Namur Film Festival to highlight Belgian feature debuts
by Aurore Engelen
20/09/2012 - The 27th Namur International Francophone Film Festival, to be held from September 28 to October 5, has just announced its rich and varied programme. The festival is to screen fiction features, as well as documentaries, short films, and even video clips in its competitive sections or via its retrospectives. It is to feature over 160 films from a great part of the 60 French-speaking territories all over the world.
Films from countries of the South are to make a graceful comeback at the festival, with the selection of two Senegalese films (Alain Gomis’s Today [trailer] discovered in Berlin, and Moussa Touré’s The Pirogue [trailer], selected for Cannes’ Un Certain Regard) and three films from North Africa (Nabil Ayouch’s God’s Horses [trailer, film focus], a film about the young suicide bombers responsible for the Marrakech attacks that was also selected for Un Certain Regard, Algerian director Djamila Sahraoui’s Yema, and Hinde Boujemaa’s It was better tomorrow, a documentary that follows a homeless mother after the Tunisian revolution).

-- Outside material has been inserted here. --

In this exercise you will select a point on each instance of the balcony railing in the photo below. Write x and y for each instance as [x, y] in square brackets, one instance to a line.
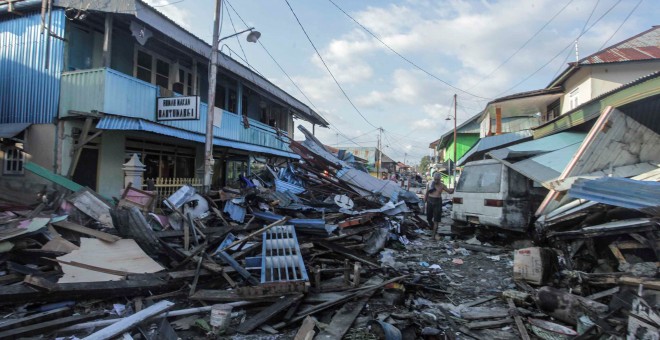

But the Namur Film Festival will also screen 35 Belgian productions and co-productions, including a few great premieres. Two Cannes discoveries will thus be in the programme: David Lambert’s feature debut Beyond the Walls [trailer, film focus] and Amélie van Elmbt’s first film La Tête la première [trailer] (lit. “Head first” - photo). Others Belgian films will come straight from this month’s great film festivals: Tango Libre [trailer, film focus], a film awarded in Venice and now to open the Namur Film Festival, but also Marc-Henri Wajnberg’s Kinshasa Kids [trailer, film focus] and Jonas d’Adesky’s Twa Timoun [trailer, festival scope]. Finally, festival-goers will exclusively discover famous casting director Kadija Leclere’s feature debut Le Sac de Farine (lit. “The bag of flour”), actor and former Belgian television troublemaker Patrick Ridremont’s first film Dead Man Talking, as well as Au nom du fils by the prolific Vincent Lannoo (whose American adventure Little Glory [trailer] is currently out in cinemas).